La madre di Maryam si alza in piedi nella canoa. Per un secondo. Chib la vede di profilo, e ha il preannuncio dell’avvoltoio che Maryam diventerà quando avrà l’età di sua madre. Maryam, ora, ha un dolce volto aquilino: “l’arco della spada dell’amore”, così Chib ha definito quel naso. Ardito ma bellissimo. Tuttavia, sua madre sembra una vecchia aquila spiumata. E la zia… anziché l’aquila, la sua faccia ricorda il muso di un cammello.
Chib reprime quei paragoni sfavorevoli, addirittura proditori. Ma non può reprimere i tre uomini barbuti, ammantellati e mal lavati che si stringono intorno a lui.
Chib sorride e dice: — Non ricordo di avervi invitato.
Lo guardano senza capire, perché l’inglese di Los Angeles parlato in fretta per loro è incomprensibile. Abu (nome generico per indicare ogni egiziano di Beverly Hills) gracchia una bestemmia così antica che la conoscevano persino gli abitanti della Mecca premaomettana. Stringe il pugno. Un altro arabo si avvia verso il quadro, e alza un piede, come per sferrargli un calcio.
In quel momento, la madre di Maryam scopre che stare in piedi su una canoa è pericoloso quanto stare in piedi su un cammello. È anche peggio, perché le tre donne non sanno nuotare.
Non sa nuotare neppure l’arabo di mezza età che, attaccato Chib, scopre che la sua vittima si è già scostata e si sente spingere nel lago da un calcio nel didietro. Uno dei giovani si avventa su Chib; l’altro fa per rendere a calci il quadro. Entrambi si arrestano nell’udire le donne che strillano e nel vedere che cadono in acqua.
Poi i due corrono sul bordo del lago, e finiscono in acqua a loro volta, spinti da Chib, che preme sulla loro schiena. Un poliziotto sente i sei che urlano e si dibattono e si precipita verso Chib. Chib comincia a preoccuparsi perché Maryam fatica a tenersi a galla: il suo terrore non è simulato.
Quel che Chib non capisce è perché si comportino in quel modo.

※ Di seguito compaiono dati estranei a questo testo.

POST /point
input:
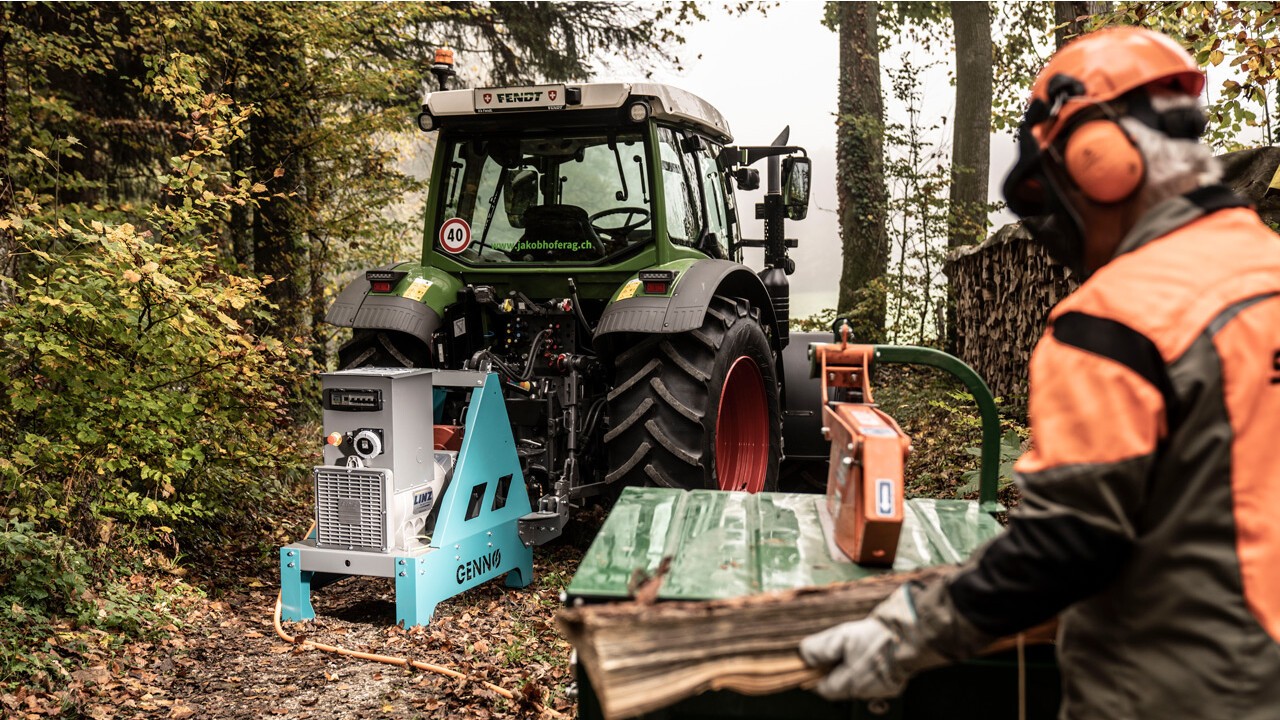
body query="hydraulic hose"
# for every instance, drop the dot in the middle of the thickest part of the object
(400, 661)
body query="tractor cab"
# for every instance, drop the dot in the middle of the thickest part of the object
(577, 174)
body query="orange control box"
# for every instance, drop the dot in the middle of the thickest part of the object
(868, 456)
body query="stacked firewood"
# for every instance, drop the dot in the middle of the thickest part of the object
(1004, 290)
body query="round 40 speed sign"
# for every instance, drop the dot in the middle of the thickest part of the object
(455, 235)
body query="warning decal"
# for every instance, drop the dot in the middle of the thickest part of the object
(455, 236)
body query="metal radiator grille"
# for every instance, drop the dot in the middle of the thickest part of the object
(351, 507)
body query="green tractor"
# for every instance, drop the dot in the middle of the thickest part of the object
(583, 242)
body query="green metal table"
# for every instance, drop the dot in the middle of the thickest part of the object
(727, 545)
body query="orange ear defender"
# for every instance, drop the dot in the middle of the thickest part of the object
(1104, 162)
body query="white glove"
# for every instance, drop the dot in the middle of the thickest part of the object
(872, 657)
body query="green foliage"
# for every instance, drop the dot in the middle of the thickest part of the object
(1025, 41)
(1010, 450)
(56, 606)
(44, 574)
(1239, 37)
(919, 177)
(144, 393)
(818, 322)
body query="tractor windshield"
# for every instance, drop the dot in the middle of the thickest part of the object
(565, 197)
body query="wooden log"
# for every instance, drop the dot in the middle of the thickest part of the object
(641, 657)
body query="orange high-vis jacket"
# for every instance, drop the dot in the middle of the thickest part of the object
(1151, 499)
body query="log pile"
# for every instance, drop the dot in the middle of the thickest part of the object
(1004, 291)
(641, 656)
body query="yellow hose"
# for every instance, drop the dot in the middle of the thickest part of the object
(401, 661)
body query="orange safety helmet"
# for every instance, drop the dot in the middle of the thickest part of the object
(1075, 103)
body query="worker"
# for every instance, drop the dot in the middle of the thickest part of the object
(1150, 515)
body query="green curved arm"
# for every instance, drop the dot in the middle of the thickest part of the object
(977, 387)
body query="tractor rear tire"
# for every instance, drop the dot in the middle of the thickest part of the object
(383, 349)
(698, 409)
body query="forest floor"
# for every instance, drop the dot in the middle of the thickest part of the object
(222, 659)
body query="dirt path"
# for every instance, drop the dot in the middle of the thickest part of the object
(228, 664)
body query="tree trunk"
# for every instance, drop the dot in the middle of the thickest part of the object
(970, 135)
(7, 190)
(1068, 16)
(860, 168)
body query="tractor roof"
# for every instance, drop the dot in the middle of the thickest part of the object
(664, 101)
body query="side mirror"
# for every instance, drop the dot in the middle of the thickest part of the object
(746, 178)
(795, 186)
(519, 195)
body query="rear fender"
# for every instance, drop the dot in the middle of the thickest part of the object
(685, 304)
(414, 306)
(801, 413)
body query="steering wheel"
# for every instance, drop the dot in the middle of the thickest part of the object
(627, 226)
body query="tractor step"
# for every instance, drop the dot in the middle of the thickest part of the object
(540, 527)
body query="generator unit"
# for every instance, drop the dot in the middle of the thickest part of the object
(402, 493)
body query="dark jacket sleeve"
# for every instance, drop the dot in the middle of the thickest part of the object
(1097, 414)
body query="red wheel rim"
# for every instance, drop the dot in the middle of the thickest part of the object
(743, 429)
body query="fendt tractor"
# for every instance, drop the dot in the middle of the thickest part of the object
(584, 244)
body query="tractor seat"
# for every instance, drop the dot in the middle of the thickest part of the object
(556, 232)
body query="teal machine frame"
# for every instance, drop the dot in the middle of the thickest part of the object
(475, 537)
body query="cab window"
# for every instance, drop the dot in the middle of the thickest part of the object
(679, 177)
(713, 188)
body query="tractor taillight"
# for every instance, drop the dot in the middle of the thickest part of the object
(383, 281)
(657, 282)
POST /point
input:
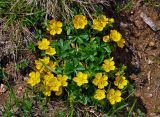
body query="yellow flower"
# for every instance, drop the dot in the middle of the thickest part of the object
(121, 43)
(52, 82)
(58, 93)
(40, 63)
(111, 20)
(106, 38)
(44, 44)
(103, 20)
(51, 51)
(97, 25)
(100, 80)
(81, 78)
(108, 65)
(46, 90)
(45, 60)
(51, 66)
(120, 82)
(79, 22)
(100, 23)
(114, 96)
(55, 27)
(115, 35)
(100, 94)
(63, 80)
(34, 78)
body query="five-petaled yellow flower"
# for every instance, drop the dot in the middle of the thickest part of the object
(50, 51)
(108, 65)
(40, 64)
(121, 43)
(106, 38)
(81, 78)
(46, 90)
(63, 80)
(100, 22)
(100, 80)
(58, 93)
(34, 78)
(115, 35)
(51, 66)
(120, 82)
(100, 94)
(51, 81)
(79, 21)
(55, 27)
(44, 44)
(114, 96)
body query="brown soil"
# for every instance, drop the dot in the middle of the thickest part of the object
(144, 43)
(141, 55)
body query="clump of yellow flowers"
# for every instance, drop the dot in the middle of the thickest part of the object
(114, 96)
(79, 22)
(55, 27)
(104, 78)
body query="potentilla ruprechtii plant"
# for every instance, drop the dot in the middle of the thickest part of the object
(76, 60)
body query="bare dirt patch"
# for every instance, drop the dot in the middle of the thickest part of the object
(144, 42)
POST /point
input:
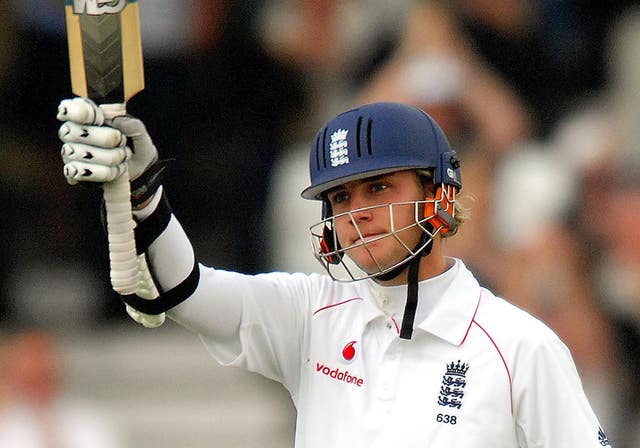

Eppure, hanno i piedi sul fondo: hanno collo e mento fuori dell’acqua. Nonostante questo, Maryam sembra sul punto di annegare. E, come lei, anche gli altri, ma a lui non interessano. Dovrebbe tuffarsi per ripescare Maryam. Però, se lo farà, sarà costretto a cambiarsi d’abito prima di andare alla mostra.
A questo pensiero ride forte, e poi ancora più forte, mentre il poliziotto scende in acqua per recuperare le donne. Raccatta il quadro e si allontana ridendo. Prima di arrivare al Centro, si calma.
— Come aveva ragione il Nonno! — dice a se stesso. — Come fa a capirmi così bene? Sono troppo superficiale? No, sono stato innamorato troppo profondamente e troppe volte. Cosa posso farci se amo la Bellezza, e se le belle che amo non hanno abbastanza Bellezza? Il mio occhio è troppo esigente: cancella ogni volta gli impulsi del cuore.